The problem goes as follows: Given a line $l:y=ax$, where $a\in \Bbb{R}$ and $a>0$, and a point $P(b,c)$ that does not lie on $l$. Let $M$ be a point on the x-axis, and $Q$ the intersection of line $l$ with line $PM$.
If $O$ denotes the origin, what are the coordinates of point $M$ such that triangle $OMQ$ has minimal area?
Now, I've been able to solve some particular cases for specific points, and the conjecture I got is that when $M$ is located in such a way that $|PM|=|PQ|$, the solution is obtained. I'm not sure how to obtain the a geometric or analytical justification (it seems very complex trying to obtain a function to maximize). I'd appreciate some help! thanks in advance.
Edit: When $M$ is at the right or left of the point $(0, c-ab)$: the area of the triangle can be made arbitrarily close to $0$ or the area of the triangle will reach a local minimum. The interesting part of the problem is to find that local minimum.

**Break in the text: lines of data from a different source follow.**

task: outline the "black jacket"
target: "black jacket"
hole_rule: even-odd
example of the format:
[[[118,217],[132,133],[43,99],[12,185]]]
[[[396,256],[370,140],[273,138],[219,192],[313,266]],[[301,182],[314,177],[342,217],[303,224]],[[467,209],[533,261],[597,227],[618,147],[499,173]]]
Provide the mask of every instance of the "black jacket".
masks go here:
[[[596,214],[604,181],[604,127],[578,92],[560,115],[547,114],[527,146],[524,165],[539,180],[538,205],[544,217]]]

So we have point $P(b,c)$ and $M(m,0)$. The equation of the line between them is $$\frac{x-b}{m-b}=\frac{y-c}{0-c}$$ The intersection of this line with $l$ is $$y=ax$$ When we put these together we get $$\frac{x-b}{m-b}=\frac{ax-c}{0-c}$$ or $$-cx+bc=amx-cm-abx+bc$$ Extracting $x$ (the x coordinate of the $Q$ point): $$x_Q=\frac{cm}{am-ab+c}$$ The corresponding $y$ coordinate is $$y_Q=\frac{acm}{am-ab+c}$$ The area of the triangle $OMQ$ is $$A=\frac 12\frac{am^2c}{am-ab+c}$$ since $y_Q$ is the height and $m$ is the base. Take the derivative with respect to $m$ and equate it to $0$. One solution is $m=0$. The other is $$m=\frac{2}{a}(ab-c)$$ Now just plug in this $m$ into the equations for $x_Q$, $y_Q$, then calculate $|PM|$ and $|PQ|$ and you get the answer. If you calculate $PM$ and $PQ$ as vectors, you should get $PM=-PQ$.